Nobel was helped by an unexpected person, Taliaferro Shaffner, who had previously tried to prevent Nobel from obtaining a patent for his invention in the United States. Shaffner offered to help Nobel set up an American nitroglycerin company and also agreed to negotiate with politicians to pass a law banning nitroglycerin. Nobel and Shaffner travelled to Washington. Despite the poor results, Nobel changed his attitude towards Shaffner and began negotiating with him to set up a company. During the negotiations, Nobel learned that his company's nitroglycerine plant in Germany had exploded. On hearing this, Nobel tried to rush negotiations with Shaffner to set up the company. In the end, Nobel gave Shaffner the US patent for his invention in exchange for a formal payment of one dollar, although he also received 2 500 shares in the company. At the same time, Congress finally passed a law banning the use of nitroglycerin, although it did allow the transport of nitroglycerin if it was packaged in containers with appropriate warning labels. However, nitroglycerin was not fully criminalised, which allowed the establishment of a nitroglycerin company on 27 July 1866. Nobel decided to return to Germany as soon as possible and on 10 August he landed in Hamburg.
Invention of dynamite
Back in Germany, Nobel needed a laboratory to continue his research to make nitroglycerine safer. The exploded factory was rebuilt when Nobel arrived in Hamburg, but the laboratory, destroyed in the explosion, was unusable. Nobel therefore hired a barge to serve as his laboratory and immediately started his research.

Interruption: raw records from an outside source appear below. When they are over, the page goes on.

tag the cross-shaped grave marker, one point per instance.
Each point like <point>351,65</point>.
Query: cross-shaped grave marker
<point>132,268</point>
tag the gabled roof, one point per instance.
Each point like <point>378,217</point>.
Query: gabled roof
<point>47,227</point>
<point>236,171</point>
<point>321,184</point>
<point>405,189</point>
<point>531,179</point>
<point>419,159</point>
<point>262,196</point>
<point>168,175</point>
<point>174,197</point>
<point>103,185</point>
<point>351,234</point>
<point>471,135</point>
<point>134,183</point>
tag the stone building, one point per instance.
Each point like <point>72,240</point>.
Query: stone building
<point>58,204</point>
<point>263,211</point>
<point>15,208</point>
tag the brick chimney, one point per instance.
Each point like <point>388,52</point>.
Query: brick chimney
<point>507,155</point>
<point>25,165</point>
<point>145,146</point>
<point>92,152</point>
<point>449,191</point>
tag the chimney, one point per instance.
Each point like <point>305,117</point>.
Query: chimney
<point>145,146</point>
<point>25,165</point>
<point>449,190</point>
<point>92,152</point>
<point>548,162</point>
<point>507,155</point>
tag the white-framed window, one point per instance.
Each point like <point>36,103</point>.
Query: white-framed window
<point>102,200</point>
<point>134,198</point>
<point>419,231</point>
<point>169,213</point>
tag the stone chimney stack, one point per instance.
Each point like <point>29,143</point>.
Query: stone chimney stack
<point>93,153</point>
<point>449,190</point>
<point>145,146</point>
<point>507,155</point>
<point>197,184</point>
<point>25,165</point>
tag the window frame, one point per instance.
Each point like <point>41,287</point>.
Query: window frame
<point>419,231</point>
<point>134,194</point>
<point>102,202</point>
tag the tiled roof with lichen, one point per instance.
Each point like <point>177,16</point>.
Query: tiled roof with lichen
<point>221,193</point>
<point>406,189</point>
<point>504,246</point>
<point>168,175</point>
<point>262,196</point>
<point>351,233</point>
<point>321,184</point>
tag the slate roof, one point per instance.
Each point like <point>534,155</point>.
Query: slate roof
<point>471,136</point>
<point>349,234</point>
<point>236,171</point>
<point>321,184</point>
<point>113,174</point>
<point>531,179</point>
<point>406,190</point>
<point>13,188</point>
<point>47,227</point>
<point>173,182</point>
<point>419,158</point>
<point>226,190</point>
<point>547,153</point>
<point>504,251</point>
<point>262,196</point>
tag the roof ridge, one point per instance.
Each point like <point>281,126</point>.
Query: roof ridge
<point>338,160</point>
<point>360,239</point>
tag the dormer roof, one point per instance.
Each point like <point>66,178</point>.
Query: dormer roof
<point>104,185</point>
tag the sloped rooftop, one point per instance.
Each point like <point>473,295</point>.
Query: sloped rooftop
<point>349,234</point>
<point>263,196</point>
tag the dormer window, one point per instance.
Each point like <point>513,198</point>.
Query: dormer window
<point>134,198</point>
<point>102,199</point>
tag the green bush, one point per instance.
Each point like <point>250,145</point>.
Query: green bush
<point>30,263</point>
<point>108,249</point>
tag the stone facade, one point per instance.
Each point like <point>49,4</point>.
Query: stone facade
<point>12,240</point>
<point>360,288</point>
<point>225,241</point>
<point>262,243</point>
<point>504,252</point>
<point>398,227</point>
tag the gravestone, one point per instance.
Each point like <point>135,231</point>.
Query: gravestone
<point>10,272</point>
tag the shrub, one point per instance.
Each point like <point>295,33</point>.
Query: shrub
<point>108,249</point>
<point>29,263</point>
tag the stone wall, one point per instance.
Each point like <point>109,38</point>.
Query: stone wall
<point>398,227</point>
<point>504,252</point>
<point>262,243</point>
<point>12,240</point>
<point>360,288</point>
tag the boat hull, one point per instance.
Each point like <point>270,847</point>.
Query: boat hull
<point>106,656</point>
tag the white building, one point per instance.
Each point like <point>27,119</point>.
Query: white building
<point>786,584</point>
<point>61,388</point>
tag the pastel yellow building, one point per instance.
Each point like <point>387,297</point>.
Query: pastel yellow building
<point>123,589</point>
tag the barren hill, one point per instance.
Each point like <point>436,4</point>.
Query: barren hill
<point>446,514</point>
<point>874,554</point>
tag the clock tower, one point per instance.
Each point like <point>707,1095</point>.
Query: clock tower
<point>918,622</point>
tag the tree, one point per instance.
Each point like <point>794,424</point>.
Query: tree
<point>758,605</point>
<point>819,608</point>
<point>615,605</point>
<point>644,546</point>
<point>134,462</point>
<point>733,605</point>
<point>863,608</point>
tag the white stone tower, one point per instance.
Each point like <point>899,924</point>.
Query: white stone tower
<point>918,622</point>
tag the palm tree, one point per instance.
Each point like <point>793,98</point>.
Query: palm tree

In his experiments, Nobel found that nitroglycerin was absorbed into the crushed charcoal, although the mixture was not permanent. He knew he needed something that would absorb the nitroglycerin and hold it. After trying wood flour, sawdust, masonry mortar and crushed brick, among other things, Nobel decided to try the experiment with milk. Nobel dried the sand in a kiln, after which it was able to absorb about three times its own volume of nitroglycerine. The mixture of these became a malleable mass, which Nobel managed to explode. Nobel used the mass to form rods, which proved to be particularly safe.
In the autumn of 1866, Nobel tested his invention several times and found that he had invented a safe and effective explosive. Nobel's assistant and collaborator Thomas Winkler suggested naming the new explosive "explosion-kite", but Nobel himself preferred the name "dynamite". The new explosive was not only five to eight times more powerful than black powder, but also much safer than nitroglycerine. After more than a decade of research, Alfred Nobel had found a way to make nitroglycerine less dangerous without radically reducing its explosive power.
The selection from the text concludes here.